[Twenty-Two Years a Slave, and Forty Years a Freeman by Austin Steward]@TWC D-Link bookTwenty-Two Years a Slave, and Forty Years a Freeman CHAPTER XXXII 4/5
Smith accepted it pleasantly, thanked him and withdrew, amid the shouts and jeers of the spectators, which the agent was more willing to avoid than he.
That was the way the land agent paid the squatter. It seemed, however, a little too bad, to make a fine English gentleman, feel as "flat" as Longworth appeared to feel; yet it was undoubtedly the only method by which Smith could recover a farthing.
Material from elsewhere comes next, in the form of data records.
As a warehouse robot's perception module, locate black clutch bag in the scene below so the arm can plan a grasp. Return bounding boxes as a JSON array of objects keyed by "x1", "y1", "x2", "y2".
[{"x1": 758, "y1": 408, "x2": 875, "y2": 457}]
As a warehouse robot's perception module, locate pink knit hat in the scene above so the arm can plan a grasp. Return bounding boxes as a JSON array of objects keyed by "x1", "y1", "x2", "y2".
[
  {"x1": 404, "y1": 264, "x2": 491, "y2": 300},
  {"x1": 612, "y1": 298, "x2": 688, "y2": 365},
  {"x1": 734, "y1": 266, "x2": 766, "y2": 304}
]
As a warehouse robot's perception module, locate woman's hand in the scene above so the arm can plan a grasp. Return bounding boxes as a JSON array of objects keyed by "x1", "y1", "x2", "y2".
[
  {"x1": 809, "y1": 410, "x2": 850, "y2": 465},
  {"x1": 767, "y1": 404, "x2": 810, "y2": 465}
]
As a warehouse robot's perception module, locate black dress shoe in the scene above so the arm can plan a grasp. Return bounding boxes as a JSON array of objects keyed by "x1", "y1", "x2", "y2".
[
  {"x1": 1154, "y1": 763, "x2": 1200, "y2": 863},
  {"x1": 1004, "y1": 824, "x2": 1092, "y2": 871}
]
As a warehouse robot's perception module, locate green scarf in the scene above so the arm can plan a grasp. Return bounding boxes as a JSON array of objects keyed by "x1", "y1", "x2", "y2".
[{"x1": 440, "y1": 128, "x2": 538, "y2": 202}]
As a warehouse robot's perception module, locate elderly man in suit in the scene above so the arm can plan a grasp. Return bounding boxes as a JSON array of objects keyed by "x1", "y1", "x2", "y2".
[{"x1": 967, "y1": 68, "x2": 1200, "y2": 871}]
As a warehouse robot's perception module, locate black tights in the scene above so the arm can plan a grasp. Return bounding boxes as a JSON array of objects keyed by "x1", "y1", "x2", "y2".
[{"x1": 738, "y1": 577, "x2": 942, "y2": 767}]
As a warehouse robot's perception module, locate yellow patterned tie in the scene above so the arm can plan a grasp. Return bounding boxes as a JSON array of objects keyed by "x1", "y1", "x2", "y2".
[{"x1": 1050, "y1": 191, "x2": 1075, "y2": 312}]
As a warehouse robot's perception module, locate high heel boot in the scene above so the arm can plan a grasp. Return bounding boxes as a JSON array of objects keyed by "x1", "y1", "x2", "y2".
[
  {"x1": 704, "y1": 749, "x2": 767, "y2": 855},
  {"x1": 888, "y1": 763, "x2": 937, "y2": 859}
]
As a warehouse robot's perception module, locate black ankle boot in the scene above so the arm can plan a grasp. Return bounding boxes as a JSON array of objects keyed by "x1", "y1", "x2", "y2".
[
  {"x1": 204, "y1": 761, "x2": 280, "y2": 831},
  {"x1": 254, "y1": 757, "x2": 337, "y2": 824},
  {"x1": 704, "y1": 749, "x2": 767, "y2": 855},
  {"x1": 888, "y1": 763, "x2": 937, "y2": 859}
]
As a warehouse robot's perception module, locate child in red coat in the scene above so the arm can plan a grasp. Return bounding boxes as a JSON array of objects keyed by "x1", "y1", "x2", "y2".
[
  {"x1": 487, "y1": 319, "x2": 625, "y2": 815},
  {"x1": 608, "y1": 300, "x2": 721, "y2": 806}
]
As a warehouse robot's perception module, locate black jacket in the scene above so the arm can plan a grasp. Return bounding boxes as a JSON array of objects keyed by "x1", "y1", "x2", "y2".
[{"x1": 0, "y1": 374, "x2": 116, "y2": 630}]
The agents, it was supposed, did not design to pay for any improvements; indeed, some very hard and unjust incidents occurred in connection with, that matter, and probably Smith was about the only one, who ever received the full value of his claim. There was committed about this time, a most shocking murder, in the London district.
A farmer who had a respectable family, consisting of a wife and several children, became so addicted to the use of spirituous liquors, that he neglected both his family and farm so much, that his friends felt called upon to request the distiller, who was his near neighbor, to furnish him with no more intoxicating drink.
This, so exasperated the poor, ruined and besotted wretch, that he raved like a madman--such as he undoubtedly was--crazed and infuriated, by the contents of the poisoned cup of liquid damnation, held to his lips by a neighboring distiller; a fellow-being, who for the consideration of a few shillings, could see his neighbor made a brute and his family left in destitution and sorrow. Perhaps, however, he did not anticipate a termination so fearful; yet that is but a poor excuse for one who lives by the sale of rum.